Roman Polanski, risking arrest, gives a master class at Poland’s Gydnia Film Festival
via The Dissolve
At age 80, Roman Polanski is still technically a fugitive from justice, making his appearance yesterday and today at Poland’s Gydnia Film Festival something of a surprise. Polanski was last in the country two years ago for a friend’s funeral and a rare recent Vanity Fair profile noted that his inability to move around for fear of extradition relating to still-open charges regarding his 1977 rape of then-13-year-old Samantha Geimer was somewhat exaggerated: “in February 2009, for example, Polanski’s lawyers announced in open court that he would be filming in Germany (from where he was extraditable); Polanski had also shot The Pianist there in 2001, had owned a house in Spain for 20 years, served as a judge at the Venice Film Festival, and spent most of 1985 filming in Tunisia.”
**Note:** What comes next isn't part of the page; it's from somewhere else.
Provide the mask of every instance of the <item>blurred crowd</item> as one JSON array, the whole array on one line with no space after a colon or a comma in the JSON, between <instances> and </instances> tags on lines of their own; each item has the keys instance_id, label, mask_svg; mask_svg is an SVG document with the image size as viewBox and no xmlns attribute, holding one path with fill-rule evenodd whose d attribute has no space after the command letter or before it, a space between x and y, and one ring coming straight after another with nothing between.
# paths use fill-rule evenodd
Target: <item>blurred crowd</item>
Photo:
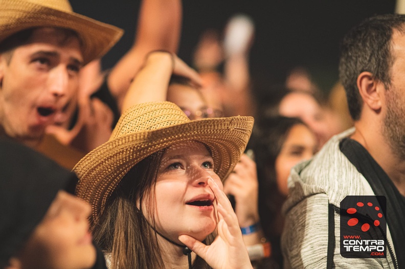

The rape has re-entered the news cycle once again due to Geimer’s memoir The Girl: A Life In The Shadow Of Roman Polanski, which comes out next Tuesday. The director was arrested four years ago at the Zurich Film Festival and was subsequently kept under house arrest until American authorities failed in their extradition efforts. Presumably in an effort to maximize his security, only film students were allowed to attend his master class, and today’s screening of his latest movie Venus In Furs was invitation-only with a high security level. Though barred from attending the master class, The Hollywood Reporter’s Nick Holdsworth spoke with one of the attending students, who said Polanski spoke in Polish throughout and named There Will Be Blood and Suicide Room (a grim-sounding 2011 Polish drama about an Internet-fixated teen lad that didn’t make many waves outside the country) as two of his favorite recent films.
Polanski’s attendance is something of a coup for the festival’s artistic director Michal Chacinski, who was appointed three years ago (as Holdsworth also reported) “on a radical brief to transform an event many agreed had become stale.” Chacinski’s first action was to cut the main competition slate from 24 to 12 films, part of an initiative to make it clear that simply being a Polish film wasn’t enough to make the competition cut. “I’m still angry,” one anonymous Polish director said. “But I respect that Chacinski has a set of criteria and concepts and decided my film should not be in competition.” With Chacinski’s contract up for renewal next month, Polanski’s attention-getting appearance presumably makes his reappointment more likely.